Cooper, 24, currently sidelined with a knee injury, attacked the Australian Rugby Union and the Wallabies set-up in a series of weekend Twitter posts.
Cooper criticised Australia's boring playing style, warning the Wallabies would continue to lose fans and Bledisloe Tests against New Zealand with conservative tactics.
Cooper said he was only allowed to play his maverick attacking game in Super Rugby for Queensland and might join close friend and All Black Sonny Bill Williams in Australia's National Rugby League next season.
"I love rugby but there's s--t going on behind and above the players (that affects) the whole organisation!" Cooper said in one of his tweets.

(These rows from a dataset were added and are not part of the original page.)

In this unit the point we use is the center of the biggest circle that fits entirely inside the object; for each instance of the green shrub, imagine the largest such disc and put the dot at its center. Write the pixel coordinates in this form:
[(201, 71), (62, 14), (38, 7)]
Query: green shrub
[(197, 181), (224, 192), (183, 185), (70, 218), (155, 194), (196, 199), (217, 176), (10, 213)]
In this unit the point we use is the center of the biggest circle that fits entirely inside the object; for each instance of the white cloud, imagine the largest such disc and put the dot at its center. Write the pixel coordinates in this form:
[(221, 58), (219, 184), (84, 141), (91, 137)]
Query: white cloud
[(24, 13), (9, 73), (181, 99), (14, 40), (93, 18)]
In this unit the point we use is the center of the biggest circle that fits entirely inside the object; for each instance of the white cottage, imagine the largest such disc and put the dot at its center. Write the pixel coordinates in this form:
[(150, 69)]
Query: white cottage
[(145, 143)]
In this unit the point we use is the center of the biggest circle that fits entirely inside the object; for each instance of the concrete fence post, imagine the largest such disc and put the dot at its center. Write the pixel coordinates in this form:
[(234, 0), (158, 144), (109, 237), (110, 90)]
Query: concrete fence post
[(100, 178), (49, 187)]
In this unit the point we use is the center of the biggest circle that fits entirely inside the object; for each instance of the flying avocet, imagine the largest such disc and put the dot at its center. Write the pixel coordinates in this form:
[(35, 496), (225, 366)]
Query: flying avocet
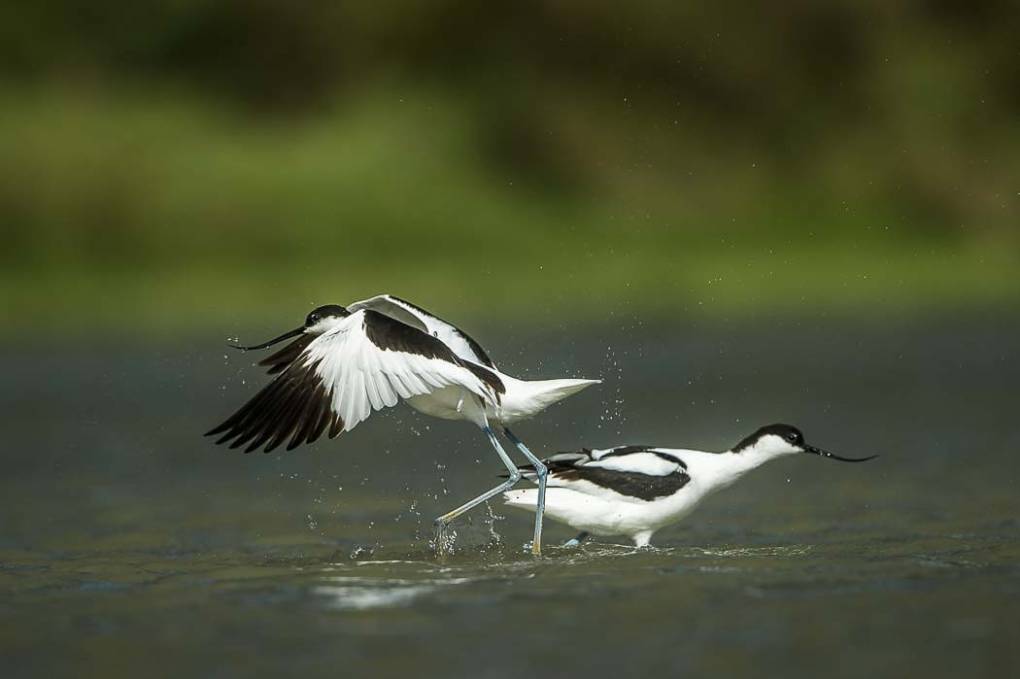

When a Twitter follower told Cooper he should be allowed to play in his trademark exciting manner, the Reds flyhalf responded with an apparent shot at Deans' conservative tactics.
"I am allowed from February to May sir," Cooper said, in reference to his Super Rugby season under Reds coach Ewen McKenzie.
"If people want to go out there and play a boring brand of football then there's other guys they can pick to do that."
But Cooper later said the tweets were not solely an attack on Deans but on the whole Wallabies/ARU set-up -- players, selectors, officials and coaches -- which he claimed was not as professional as the last year's Super Rugby champions Reds.
"There's a lot of people who are afraid to say what they feel so they just go along with it and nothing is going to change," Cooper told Australian Associated Press late Sunday.
"That's why I feel so strongly as a player. I don't want to be involved in the toxic environment, and that's how it is at the moment.
"It's an environment where things aren't going according to plan and everyone is looking to point the finger."
Cooper, involved in contract negotiations with the ARU, said he loved rugby and wanted to continue to play under Deans, who is under pressure to keep his job amid struggling team performances in this year's Rugby Championship.
"All I want to do is fix the problems and get on with it and win rugby games," he said.
"That's not to say I'm not supporting Robbie. He's done a lot for me as a kid coming through.
"I'm very respectful to Robbie and I'm very thankful to Robbie as well for giving me the opportunity that he has."
After consecutive defeats to world champions New Zealand, the Wallabies have had narrow Rugby Championship wins over South Africa and Argentina at home and lie second on the standings.